Infection triggers immunity that alters parasite loads, but this immunity neither eradicates the infection nor protects from future infection. And, the immune response is implicated in the pathogenesis of the inflammatory cardiomyopathy.

When treatment is not given and household insect vectors repeatedly induce recurrent infection, the body struggles to keep a tenuous balance between suppressed infection (with, as shown by this study, lower parasite loads and less congenital transmission) and immunity-triggered pathology (such as cardiomyopathy). With urbanization and improved housing, previously infected women develop less cardiomyopathy but are at greater risk of congenital transmission of infection.

So, what can be done? Clearly, we need a multifaceted approach.

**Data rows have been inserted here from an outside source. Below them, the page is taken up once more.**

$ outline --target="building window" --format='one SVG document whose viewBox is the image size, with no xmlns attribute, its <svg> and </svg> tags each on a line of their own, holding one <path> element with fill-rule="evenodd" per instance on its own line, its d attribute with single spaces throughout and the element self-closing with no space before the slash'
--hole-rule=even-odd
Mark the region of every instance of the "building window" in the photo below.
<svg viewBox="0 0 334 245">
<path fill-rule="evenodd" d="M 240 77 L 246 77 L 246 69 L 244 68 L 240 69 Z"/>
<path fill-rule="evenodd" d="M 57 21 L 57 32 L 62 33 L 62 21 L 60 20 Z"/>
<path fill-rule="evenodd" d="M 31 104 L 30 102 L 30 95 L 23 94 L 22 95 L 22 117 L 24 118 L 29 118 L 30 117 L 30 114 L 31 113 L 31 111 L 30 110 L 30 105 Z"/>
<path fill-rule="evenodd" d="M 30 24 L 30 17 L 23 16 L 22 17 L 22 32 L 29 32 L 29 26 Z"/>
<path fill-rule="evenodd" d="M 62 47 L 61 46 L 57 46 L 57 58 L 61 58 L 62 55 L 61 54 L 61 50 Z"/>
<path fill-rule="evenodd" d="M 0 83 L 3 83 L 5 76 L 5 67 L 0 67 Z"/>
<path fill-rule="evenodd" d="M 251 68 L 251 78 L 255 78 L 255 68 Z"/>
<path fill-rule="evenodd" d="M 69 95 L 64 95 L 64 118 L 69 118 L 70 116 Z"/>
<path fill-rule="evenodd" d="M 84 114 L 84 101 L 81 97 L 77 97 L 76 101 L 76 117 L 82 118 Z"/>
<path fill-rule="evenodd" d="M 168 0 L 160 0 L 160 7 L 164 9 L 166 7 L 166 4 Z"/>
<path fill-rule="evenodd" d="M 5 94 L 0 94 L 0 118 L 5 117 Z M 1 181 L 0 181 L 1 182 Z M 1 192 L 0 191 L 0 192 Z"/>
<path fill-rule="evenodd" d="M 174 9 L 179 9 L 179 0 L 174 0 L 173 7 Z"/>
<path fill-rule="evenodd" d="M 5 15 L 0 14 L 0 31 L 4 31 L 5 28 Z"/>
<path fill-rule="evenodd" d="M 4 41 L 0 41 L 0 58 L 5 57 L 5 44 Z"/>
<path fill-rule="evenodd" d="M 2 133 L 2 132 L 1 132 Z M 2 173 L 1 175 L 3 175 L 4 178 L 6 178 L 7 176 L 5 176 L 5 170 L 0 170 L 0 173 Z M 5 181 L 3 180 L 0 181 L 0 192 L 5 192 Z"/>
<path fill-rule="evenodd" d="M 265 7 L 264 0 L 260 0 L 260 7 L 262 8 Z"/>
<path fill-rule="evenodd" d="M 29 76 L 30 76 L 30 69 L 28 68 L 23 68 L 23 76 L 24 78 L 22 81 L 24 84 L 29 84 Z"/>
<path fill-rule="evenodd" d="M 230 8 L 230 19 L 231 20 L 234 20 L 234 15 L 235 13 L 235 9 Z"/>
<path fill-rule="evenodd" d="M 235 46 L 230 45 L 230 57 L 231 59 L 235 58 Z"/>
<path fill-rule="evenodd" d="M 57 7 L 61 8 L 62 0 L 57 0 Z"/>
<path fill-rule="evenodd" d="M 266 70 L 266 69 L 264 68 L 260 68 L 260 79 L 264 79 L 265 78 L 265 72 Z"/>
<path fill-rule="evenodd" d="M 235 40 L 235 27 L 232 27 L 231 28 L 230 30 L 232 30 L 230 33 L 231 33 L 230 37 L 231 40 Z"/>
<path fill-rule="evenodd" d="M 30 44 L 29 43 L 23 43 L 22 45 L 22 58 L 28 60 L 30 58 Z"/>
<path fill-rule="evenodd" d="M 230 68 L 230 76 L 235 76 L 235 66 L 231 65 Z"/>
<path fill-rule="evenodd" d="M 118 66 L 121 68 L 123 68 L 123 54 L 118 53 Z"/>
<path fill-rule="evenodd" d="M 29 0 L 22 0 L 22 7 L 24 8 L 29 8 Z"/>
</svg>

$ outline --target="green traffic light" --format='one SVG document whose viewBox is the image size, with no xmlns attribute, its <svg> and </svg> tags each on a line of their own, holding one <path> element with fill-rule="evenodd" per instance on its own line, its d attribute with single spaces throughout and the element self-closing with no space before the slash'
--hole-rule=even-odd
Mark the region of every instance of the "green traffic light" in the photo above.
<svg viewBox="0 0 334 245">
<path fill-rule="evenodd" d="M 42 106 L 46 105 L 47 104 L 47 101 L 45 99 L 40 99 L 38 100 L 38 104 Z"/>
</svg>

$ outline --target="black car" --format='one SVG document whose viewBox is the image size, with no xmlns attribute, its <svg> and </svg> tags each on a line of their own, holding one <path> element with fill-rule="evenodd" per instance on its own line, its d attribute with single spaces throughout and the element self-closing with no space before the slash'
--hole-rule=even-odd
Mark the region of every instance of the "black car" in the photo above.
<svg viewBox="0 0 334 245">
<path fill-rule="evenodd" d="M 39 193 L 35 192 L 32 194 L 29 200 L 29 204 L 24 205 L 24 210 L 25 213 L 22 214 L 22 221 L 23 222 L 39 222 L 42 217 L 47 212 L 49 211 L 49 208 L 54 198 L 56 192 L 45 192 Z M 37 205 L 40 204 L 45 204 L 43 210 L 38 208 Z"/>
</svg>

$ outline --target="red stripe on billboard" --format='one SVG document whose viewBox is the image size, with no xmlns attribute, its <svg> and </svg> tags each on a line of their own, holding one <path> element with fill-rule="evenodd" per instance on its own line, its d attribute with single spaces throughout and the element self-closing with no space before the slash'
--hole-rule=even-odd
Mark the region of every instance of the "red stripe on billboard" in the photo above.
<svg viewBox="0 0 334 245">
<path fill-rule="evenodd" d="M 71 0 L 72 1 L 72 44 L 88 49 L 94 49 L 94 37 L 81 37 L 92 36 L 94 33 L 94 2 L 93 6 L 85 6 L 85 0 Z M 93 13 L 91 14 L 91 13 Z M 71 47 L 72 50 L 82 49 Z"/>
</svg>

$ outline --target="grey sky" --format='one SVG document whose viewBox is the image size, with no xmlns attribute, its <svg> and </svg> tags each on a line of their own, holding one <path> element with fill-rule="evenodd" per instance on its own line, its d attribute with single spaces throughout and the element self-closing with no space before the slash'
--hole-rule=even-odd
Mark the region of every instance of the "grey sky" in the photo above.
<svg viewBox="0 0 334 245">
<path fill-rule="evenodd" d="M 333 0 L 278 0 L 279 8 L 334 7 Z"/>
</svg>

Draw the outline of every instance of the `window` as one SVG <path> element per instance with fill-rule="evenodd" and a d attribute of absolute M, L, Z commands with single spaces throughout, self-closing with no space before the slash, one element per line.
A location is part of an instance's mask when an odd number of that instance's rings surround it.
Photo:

Improvements in housing with resultant decreases in housing-related triatomine bugs will reduce the overall incidence of infection. Development efforts must continue to promote improved housing in areas of Latin America where Chagas disease is endemic. Similarly, improved access to medical care would allow for more timely diagnosis and effective treatment of infected individuals in rural areas.

Medication can also help, especially when given early after infection (whether the infection was acquired congenitally or from insects). Benznidazole and nifurtimox can eradicate some infection, and benznidazole is associated with relatively fewer side effects. In adult infection, benznidazole can eradicate detectable parasites in 94% of patients.4 However, benznidazole, even while decreasing parasite load, does not seem to reverse or even prevent progression of established Chagas cardiomyopathy.5 Priority should be placed on the treatment of congenitally infected children (since children experience both better cure rates and fewer side effects than adults) and young adults, especially women who risk transmitting the infection to their offspring.6


  1. World Health Organization. Chagas Disease. http://www.who.int/mediacentre/factsheets/fs340/en/. Accessed Sept. 10, 2015.
  2. Hotez PJ, Dumonteil E, Betancourt Cravioto M, et al. An unfolding tragedy of Chagas disease in North America. PLoS Negl Trop Dis 2013;7:e2300.
  3. Garcia MN, Aguilar D, Gorchakov R, et al. Evidence of autochthonous Chagas disease in southeastern Texas. Am J Trop Med Hyg 2015;92:325-330.
  4. Molina I, Gomez i Prat J, Salvador F, et al. Randomized trial of posaconazole and benznidazole for chronic Chagas’ disease. N Engl J Med 2014;370:1899-1908.
  5. Morillo CA, Marin-Neto JA, Avezum A, et al. Randomized trial of benznidazole for chronic Chagas’ cardiomyopathy. N Engl J Med [In press.] 2015. doi 10.1056/NEJMoa1507574.
  6. Maguire JH. Treatment of Chagas’ disease — time is running out. N Engl J Med [In press.] 2015. doi: 10.1056/NEJMe1510170.